Jobs aplenty in 2019, but not high-skilled work


The agriculture sector will require more labour once global commodity prices increase. – The Malaysian Insight file pic, March 12, 2019.

THE local labour market is expected to remain strong in 2019 but dominated by low-skilled jobs, according to MIDF Research.

In a report on the Malaysian labour market released yesterday, the research house said last year, the labour force saw an increase of 2.2% year-on-year to 15 million employed.

In January 2019, the labour force expanded further by 2.1% y-o-y to 15.5 million, it said.

However, for that same month, the majority of jobs available were low-skilled work, with 77.6% of job vacancies for elementary positions, 11.8% for operators, and only 10.6% for medium- and high-skilled jobs.

In 2005, elementary occupation and operators constituted 30.9% and 15.4% of vacancies respectively, while high-skilled jobs, such as senior officials, professionals and technicians, held 19.8%.

“In a simple word, for every 100 jobs offered in 2018, 89 opportunities are for low-skilled, seven for medium-skilled and four for high-skilled workers,” said the research house.

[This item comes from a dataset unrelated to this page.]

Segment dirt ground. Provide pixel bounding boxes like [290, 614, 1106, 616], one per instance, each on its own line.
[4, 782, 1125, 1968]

The report said the agriculture, forestry and fishing, manufacturing, construction and service sectors saw the biggest demand in jobs last year.

“Moving into 2019, we expect an increase in job vacancies, particularly for the agriculture, mining and construction sectors amid a gradual pick-up in global commodity prices and increases in government investments,” it said.

MIDF Research also forecast Malaysia’s unemployment rate to average at 3.3% in 2019.

“The stable labour market is expected to impact positively to the economy via supporting private consumption as well as drive Malaysia’s domestic economy through the growing consumer optimism.

“We predict labour market to stay on expansion pace in tandem with industrial and external trade activities.” – March 12, 2019.